Even if the trust is a wholly discretionary trust such that no beneficiary has any entitlement to any assets under the terms of the trust, the court may treat a beneficiary spouse as having the trust assets, or some part of them, at his/her disposal such that they are included in the assets, which are available for division. This is likely to happen if the Court takes the view that the trustees would be likely to distribute trust assets to the beneficiary spouse if he/she asked for a distribution;

If the trust is a nuptial settlement

In such a case the court has the power to vary the settlement by giving one spouse or the other, or both, a fixed interest in the trust assets, which has the effect of increasing the pot of assets which is split;

If there was no intention to create the trust in the first place

In such a case the court can strike the trust down as being a sham on the basis that the trust deed is no more than a pretence, and the trust assets never left the ownership of the settlor. These cases are now rare as it is necessary to prove that both the settlor and the trustee had the dishonest intention of creating a piece of paper (the trust deed) in order to pretend to third parties (often creditors, the taxman, or a spouse) that the assets do not belong to the settlor, but to the trustee who holds them on the terms of the trust.

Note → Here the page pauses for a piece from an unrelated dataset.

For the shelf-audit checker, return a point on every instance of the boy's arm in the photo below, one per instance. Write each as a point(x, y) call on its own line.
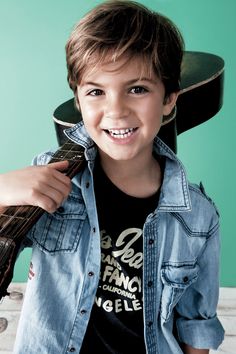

Clients should therefore be aware that whilst assets held in a trust of which one spouse or the other is a settlor or a beneficiary or both, are not held by, or owned by, that spouse, they could be brought into account on the division of marital assets on divorce.

That said, clients should also be aware that while trust assets may be a resource of one of the spouses, they may not be considered by the court to be marital assets to which the sharing principle applies.

Question

When does the court have the power to vary a trust so that provision can be made for a spouse?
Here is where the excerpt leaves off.